Cyborgs, fembots and posthumans: electronic dance music and the biopolitics of fucking machines

In the technophilic West, netizens, infomorphs and the audio digerati triumphantly-if-precociously herald this as the dawn of disembodiment. These reality hackers dream in binary code. They yearn to manufacture human-alien hybrids, ethical androids and genetically programmed clones. They already engineer digital soul divas, aural cyborgs, Nintendo's voluptuously overdrawn robo-bimbos, and the supernaturally and surgically perfect bodies purchased at Lasers R' US. They share the meat-hating philosophies of the cyber-protagonists of Neuromancer, Snow Crash and Software. They willingly computerise their passions via text sex, MUD-based gender masquerades, naughty newsgroups, techno-fetishistic video games, virtual reality-based erotic escapades, and pornosonic digital samples.

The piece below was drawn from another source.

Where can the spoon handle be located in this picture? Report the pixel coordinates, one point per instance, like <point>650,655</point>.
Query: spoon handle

Nonetheless, it seems that for the rest of us to join these intrepid cybernauts in their Age of immaterial Information, our too-solid bodies must first be anaesthetised with utopian visions and sounds of an incorporeal future. So electronic dance music, popular culture and modern science inject the flesh with fantasies of immortality, limitless pleasures, and unadulterated agency. With their tax-funded market research and their potent techno-imaginings, entertainment systems, netters, digital dance music producers, and radically hopeful scientists prepare human matter to be dematerialised and devoured byte by agonising byte. In other words, they passionately fabricate the human-machine hybrid also known as the cyborg, the fembot and the posthuman. These techno-organic entities traverse the space between desire and dread; their indeterminate forms simultaneously destabilise and reconfigure the dualistic limits of liberal humanist subjectivity. Each incarnation plots the feared consequences and perplexing possibilities of boundary transgressions between the human and the machine quite differently.